産業技術総合研究所(産総研)は、独自に開発した高感度赤外線撮像技術と高速画像処理技術を用いることで、暗闇でも被写体のカラー動画像をリアルタイムで撮像することができる技術を開発した。
同技術は、暗闇における被写体に赤外線を照射し、被写体に反射された赤外線を独自の高感度赤外線撮像技術および高速画像処理技術により検出、可視光下での被写体の色と同一または近似した色によるカラー動画像として、リアルタイムで撮像、表示あるいは録画する新タイプの撮像技術。

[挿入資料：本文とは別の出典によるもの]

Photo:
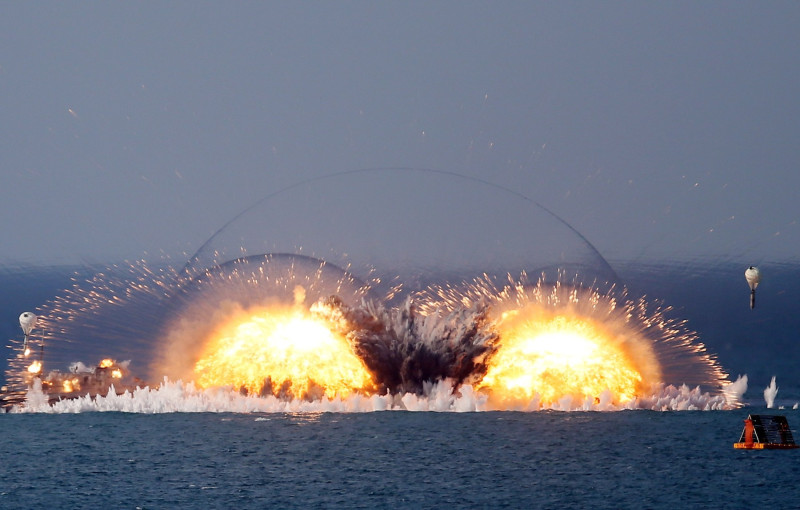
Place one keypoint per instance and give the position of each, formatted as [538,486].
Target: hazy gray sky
[658,130]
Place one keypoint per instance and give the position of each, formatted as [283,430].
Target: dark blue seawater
[630,459]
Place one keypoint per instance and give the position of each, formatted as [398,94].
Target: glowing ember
[35,367]
[297,352]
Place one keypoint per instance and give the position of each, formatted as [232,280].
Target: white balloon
[753,276]
[27,322]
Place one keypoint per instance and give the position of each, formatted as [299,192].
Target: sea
[340,458]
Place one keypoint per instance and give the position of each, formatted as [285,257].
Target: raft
[765,432]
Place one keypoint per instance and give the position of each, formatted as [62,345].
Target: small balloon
[27,322]
[753,276]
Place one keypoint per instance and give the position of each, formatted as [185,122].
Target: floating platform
[765,432]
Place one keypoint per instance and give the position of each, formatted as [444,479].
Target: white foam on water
[181,397]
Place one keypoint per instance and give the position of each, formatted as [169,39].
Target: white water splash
[178,397]
[770,392]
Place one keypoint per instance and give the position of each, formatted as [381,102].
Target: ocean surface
[402,459]
[392,459]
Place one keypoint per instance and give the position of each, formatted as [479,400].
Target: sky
[659,131]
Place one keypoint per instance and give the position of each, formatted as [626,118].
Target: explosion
[285,351]
[556,356]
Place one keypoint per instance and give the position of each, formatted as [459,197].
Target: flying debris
[27,321]
[753,276]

暗闇における被写体の例として(左から)赤、緑、青のイーサネットコネクタキャップ、赤色のジョンソン端子、緑色のバナナジャックを赤外線で撮像したものを、従来の撮像技術によるものと今回開発した撮像技術によるものを比較すると、従来技術による画像が緑色のモノカラーであるのに対し、新たに開発された技術による画像はカラー化することに成功しており、さらに可視光下での色や金属光沢も再現することに成功している。
また、紙に印刷した白抜き文字を赤、緑、青の各色の塗料で着色したものを被写体として撮像したもので試験すると、蛍光灯照明下における通常のカラー画像に比べ、表色に改善の余地はあるものの、可視光下における被写体の色をかなり再現できていることが見て取れる。
今回開発された赤外線暗視カラー撮像技術による画像は、従来のモノクロ、モノカラー、疑似カラーの画像と比較して情報量がはるかに多いことから、例えば、防犯カメラで撮像、記録した画像から、犯人の帽子やカバン、着衣の色などを特定することで、犯罪検挙率の向上につながる期待が高まるほか、画像のカラー化により視認性が向上するため、モニター監視者の疲労・負担を軽減できることも考えられるとしており、研究グループでは夜間の動物観察、車載用アシストカメラなど、さまざまな分野への応用を期待している。
なお、今後は産総研技術移転ベンチャーであるナノルクス研究所へ技術移転し、同技術による撮像装置の高性能化、高耐久性化、小型化を図り、一般使用に耐え得る製品として市販することを計画しているほか、同技術に興味をもった企業を求め、共同で各種の応用開発も行っていきたいとしている。